Yeah. If you try to say you want an actual relationship right now, it might scare her off, and she won’t want to risk messing things up. One step at a time, brother. See if she wants to have a little fun, and then you can show her that you’re not leaving.

They made a good point. I’d already made it clear that I was attracted to her, but I hadn’t sold it as a real option. Sure, I’d joked about it, but I’d never presented it as something serious to consider.

I was going to take things up a notch.

Okay. I think you’re on to something.

Cage

I feel like a fucking therapist, and I should charge you for billable hours. And then I should smack you upside the head for taking this long to figure this shit out.

Hugh

What he means is… you’ve got this.

Cage

Fine. You’ve got this. And remember, I’ve still got money on this.

<middle finger emoji>

I turned off my phone when I heard the bathroom door open.

Game time.

sixteen

Reese

Seeing Finn with Lacey had stirred something inside me that I hadn’t felt before. Something foreign.

Sure, I hated the idea of Carl and Christy Rae Lovell.

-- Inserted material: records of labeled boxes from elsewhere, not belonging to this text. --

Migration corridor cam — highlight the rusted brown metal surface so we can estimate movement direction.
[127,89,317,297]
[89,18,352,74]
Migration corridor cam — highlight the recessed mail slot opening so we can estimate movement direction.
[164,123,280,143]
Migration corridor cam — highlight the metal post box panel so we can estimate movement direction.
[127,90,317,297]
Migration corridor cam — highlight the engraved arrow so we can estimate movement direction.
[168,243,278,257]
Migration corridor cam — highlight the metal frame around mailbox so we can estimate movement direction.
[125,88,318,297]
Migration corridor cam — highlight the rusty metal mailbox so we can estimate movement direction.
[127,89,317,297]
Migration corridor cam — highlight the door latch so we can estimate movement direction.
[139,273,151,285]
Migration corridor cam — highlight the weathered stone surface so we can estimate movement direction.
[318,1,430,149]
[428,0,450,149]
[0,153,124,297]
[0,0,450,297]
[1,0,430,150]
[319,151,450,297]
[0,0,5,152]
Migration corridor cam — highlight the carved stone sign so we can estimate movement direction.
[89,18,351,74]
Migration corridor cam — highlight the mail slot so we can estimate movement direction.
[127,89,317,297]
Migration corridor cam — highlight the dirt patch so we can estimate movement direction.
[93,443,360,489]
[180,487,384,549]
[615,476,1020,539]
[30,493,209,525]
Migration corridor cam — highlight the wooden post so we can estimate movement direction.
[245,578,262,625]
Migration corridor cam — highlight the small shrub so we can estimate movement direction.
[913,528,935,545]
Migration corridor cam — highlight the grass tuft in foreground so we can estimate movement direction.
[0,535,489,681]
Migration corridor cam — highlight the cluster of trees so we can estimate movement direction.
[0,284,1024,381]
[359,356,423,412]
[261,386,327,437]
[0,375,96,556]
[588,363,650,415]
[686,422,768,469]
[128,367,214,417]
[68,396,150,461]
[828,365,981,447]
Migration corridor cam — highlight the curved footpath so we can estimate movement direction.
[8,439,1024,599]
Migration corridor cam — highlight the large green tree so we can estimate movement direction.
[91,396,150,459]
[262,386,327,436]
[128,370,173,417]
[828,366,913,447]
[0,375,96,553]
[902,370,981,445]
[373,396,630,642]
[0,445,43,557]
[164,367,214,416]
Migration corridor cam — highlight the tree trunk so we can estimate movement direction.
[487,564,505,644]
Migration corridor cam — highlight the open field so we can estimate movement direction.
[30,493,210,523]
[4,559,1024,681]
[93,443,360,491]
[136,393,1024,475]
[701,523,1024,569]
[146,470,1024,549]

It made me physically ill, but it was different. It hurt because I felt like he’d replaced me.

Like my dream of a family and the future I’d imagined were gone, as well.

But seeing Lacey with Finn had been next level.

It was almost a feral response.

Like I wanted to storm across the room and make sure she knew that he was mine.

But he wasn’t mine. None of this was real.

I didn’t know what was happening to me. Hearing about Carl in the closet at the hospital with his girlfriend had stung. Angered me even. Because for all those years, I’d tried to get us to have a little more fun, and he’d shut me down, and then he’d experienced them with someone else.

But it wasn’t Carl I was thinking about when I closed my eyes at night.

Was I a glutton for punishment?

Fantasizing about my best friend. Knowing that it could never go anywhere.

When I came out of the bathroom, he was unbuttoning his dress shirt, and he turned to look at me, his abs and chest on full display.

Golden and sun-kissed and so freaking sexy.

I stood there gaping before pulling myself out of my daze and walking toward the bed. I did a dramatic stretch with my arms and yawned.

“I’m exhausted. I think I’m going to get some sleep.”

“Yeah, me, too.” He pushed his shirt off his shoulders and tossed it on the chair in the corner before tugging off his dress pants.

I couldn’t keep my gaze from watching as he walked toward the bathroom wearing nothing but his black boxer briefs.

I mean, it would be abnormal for me not to notice.

Inhuman, even.

The man could actually pose for an underwear ad, so how could I not look?

I heard him chuckle as he disappeared into the bathroom and the sink turned on and off. I climbed into bed and pulled the covers over me.

You’re just lonely. It’s been so long since anyone has touched you. This is perfectly normal to feel these things. It doesn’t mean anything.